Por isso, insisto, que a interpretação, a meu ver, traduz um aspecto nuclear do modo de vida patriarcal. Seu pilar, a realidade transcendente, ou orientação objetiva, nas palavras de Lévi-Strauss (1962), é o mesmo que alavancou horrores nos campos de concentração nazistas e que produziu outras monstruosidades satanizadas pela humanidade.[63] Mais ainda, de sua feição camaleônica, extraímos outra lição: o hermeneutismo comporta-se como uma espécie de bombril[64], pois tem mil e uma utilidades: ora é garantista, ora é tirânico; ora salva, ora mata; ora tolera, ora subjuga, ora finge.

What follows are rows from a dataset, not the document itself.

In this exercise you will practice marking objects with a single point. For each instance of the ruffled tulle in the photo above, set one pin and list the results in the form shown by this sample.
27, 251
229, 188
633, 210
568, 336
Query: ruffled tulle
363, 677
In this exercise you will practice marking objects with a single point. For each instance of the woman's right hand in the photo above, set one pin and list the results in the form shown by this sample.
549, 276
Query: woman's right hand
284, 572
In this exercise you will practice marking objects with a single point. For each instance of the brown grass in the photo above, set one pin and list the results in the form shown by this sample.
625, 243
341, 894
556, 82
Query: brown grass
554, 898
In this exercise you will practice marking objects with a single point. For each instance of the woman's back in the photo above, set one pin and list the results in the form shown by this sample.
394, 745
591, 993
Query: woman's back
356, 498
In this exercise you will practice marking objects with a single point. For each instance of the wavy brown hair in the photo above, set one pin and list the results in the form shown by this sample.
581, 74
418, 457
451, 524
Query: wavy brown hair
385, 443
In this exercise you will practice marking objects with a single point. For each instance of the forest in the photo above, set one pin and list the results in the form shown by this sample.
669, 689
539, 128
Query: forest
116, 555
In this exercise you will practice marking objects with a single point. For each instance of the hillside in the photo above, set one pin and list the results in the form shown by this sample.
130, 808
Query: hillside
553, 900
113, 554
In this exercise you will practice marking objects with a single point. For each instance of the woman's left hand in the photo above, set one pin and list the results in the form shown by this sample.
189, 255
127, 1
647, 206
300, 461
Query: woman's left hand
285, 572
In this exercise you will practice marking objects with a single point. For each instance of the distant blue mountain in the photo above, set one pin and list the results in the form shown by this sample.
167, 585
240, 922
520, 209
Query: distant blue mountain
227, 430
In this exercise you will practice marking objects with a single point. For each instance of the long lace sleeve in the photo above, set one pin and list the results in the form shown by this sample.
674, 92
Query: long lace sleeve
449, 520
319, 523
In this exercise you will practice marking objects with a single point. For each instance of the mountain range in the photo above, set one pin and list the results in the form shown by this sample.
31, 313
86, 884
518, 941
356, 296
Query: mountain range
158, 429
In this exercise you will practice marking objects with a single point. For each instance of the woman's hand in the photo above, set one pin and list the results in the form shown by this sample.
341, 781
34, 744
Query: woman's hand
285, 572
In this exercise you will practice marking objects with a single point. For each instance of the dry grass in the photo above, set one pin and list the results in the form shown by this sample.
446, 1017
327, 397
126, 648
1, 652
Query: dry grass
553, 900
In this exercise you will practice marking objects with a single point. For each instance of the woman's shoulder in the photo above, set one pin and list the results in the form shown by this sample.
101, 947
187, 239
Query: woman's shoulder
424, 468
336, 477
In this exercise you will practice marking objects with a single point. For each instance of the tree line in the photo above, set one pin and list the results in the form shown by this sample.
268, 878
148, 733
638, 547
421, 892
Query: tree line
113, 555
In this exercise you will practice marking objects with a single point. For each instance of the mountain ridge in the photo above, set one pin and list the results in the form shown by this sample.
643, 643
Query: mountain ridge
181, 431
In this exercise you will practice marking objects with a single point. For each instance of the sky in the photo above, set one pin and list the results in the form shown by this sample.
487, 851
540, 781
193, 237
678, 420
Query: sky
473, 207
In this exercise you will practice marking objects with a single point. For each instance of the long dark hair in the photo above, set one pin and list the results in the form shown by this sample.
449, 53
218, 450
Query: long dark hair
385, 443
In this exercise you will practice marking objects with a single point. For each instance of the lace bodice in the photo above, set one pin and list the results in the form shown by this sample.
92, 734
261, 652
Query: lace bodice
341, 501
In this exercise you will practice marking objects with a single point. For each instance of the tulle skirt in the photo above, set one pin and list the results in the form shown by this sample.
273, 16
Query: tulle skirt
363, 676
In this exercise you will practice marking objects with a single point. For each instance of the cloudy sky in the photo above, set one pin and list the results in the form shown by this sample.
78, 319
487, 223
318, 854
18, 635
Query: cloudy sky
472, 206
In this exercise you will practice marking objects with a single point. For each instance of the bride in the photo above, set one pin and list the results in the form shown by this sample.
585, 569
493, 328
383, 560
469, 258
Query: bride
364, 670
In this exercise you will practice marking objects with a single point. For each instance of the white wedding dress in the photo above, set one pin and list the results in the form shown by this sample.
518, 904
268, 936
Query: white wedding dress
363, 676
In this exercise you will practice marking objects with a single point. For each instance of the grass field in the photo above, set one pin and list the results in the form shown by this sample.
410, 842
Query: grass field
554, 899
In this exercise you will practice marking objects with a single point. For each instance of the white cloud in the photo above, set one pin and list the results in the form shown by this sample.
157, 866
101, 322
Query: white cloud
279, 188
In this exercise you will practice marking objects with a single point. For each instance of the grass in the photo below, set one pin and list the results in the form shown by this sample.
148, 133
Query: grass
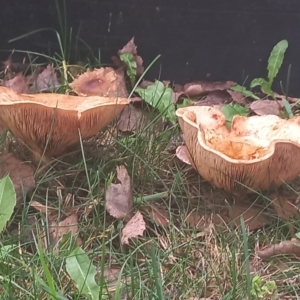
177, 261
169, 262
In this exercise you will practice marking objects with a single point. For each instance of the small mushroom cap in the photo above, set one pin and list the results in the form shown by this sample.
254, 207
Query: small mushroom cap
257, 153
51, 122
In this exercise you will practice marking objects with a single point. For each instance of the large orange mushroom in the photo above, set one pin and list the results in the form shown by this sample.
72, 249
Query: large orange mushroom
257, 153
49, 123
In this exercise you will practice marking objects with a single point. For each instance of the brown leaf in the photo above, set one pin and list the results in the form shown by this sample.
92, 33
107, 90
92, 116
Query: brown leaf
145, 83
57, 229
100, 82
291, 247
134, 228
18, 84
215, 99
266, 107
202, 222
283, 207
45, 81
199, 88
181, 153
130, 47
158, 215
119, 196
237, 97
42, 208
20, 173
130, 118
254, 218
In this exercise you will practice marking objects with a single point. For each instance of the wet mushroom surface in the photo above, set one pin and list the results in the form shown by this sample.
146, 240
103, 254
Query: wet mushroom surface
256, 153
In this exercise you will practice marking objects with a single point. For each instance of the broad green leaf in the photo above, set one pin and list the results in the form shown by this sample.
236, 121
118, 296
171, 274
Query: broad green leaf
265, 85
161, 98
130, 62
244, 91
257, 82
288, 108
83, 272
5, 250
276, 59
7, 200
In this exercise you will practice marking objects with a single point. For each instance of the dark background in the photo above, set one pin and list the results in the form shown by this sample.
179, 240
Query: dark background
198, 39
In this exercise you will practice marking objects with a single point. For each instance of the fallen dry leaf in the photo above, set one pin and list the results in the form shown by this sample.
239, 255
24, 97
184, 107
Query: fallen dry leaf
100, 82
42, 208
181, 153
203, 222
18, 84
56, 229
291, 248
266, 107
119, 195
158, 215
215, 99
254, 218
134, 228
45, 81
237, 97
20, 173
200, 88
130, 119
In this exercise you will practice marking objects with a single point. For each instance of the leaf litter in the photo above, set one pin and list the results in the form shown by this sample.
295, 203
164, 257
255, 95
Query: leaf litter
119, 196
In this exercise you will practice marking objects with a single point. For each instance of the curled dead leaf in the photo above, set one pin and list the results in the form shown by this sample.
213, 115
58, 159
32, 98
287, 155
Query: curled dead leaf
203, 222
56, 228
134, 228
100, 82
199, 88
42, 208
45, 81
266, 107
182, 154
21, 174
291, 248
118, 196
17, 84
130, 47
130, 119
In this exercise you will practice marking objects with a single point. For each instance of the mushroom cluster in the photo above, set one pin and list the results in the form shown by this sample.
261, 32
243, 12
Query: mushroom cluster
49, 123
257, 153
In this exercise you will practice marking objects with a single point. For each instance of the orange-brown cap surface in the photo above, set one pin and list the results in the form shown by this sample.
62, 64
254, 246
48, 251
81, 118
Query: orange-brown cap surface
53, 121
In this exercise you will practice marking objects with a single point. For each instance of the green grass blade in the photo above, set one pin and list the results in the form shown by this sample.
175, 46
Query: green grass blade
8, 200
82, 272
247, 261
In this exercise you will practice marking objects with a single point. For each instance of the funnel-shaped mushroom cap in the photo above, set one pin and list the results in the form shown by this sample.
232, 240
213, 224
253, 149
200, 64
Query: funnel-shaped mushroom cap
53, 121
257, 153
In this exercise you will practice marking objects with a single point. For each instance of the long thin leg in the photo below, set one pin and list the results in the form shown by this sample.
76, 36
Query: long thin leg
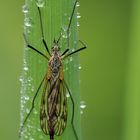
72, 119
41, 26
29, 46
69, 25
76, 50
33, 101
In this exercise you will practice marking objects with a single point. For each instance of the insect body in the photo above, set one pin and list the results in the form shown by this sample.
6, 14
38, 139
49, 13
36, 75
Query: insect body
53, 109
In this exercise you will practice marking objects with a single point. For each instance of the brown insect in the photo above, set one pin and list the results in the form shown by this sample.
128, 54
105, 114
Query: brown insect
53, 110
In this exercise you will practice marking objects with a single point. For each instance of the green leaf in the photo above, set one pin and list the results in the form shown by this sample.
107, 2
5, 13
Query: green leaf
55, 19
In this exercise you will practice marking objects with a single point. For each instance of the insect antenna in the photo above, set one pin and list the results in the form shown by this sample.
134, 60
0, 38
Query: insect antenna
33, 101
42, 32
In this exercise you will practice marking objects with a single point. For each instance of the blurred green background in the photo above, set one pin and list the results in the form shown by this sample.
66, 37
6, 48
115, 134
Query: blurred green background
110, 73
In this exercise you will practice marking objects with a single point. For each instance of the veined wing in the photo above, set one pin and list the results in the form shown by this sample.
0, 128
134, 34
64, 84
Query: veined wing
53, 112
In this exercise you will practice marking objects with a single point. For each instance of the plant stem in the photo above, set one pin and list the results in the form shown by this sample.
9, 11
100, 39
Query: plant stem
55, 19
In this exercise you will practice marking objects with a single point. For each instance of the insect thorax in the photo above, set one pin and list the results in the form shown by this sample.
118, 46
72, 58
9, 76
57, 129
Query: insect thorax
55, 64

Sem embargo, cumpre destacar ao menos uma diferença crucial entre o famoso esfregão de aço e a atividade hermenêutica: enquanto o bombril limpa sujeiras,  a interpretação, dependendo do nível de sofisticação, presta-se à ocultação de desejos e preferências inconfessáveis, à justificação da hipocrisia, de ditaduras, de práticas terroristas, de organizações criminosas, de genocídios e epistemicídios[65], tudo isso ao abrigo da misteriosa realidade transcendente e, por conseguinte, da pretensa racionalidade que dela deriva para sempre obrigar quem, de algum modo, não se encontra em condição de peitar a indiferença do outro na convivência.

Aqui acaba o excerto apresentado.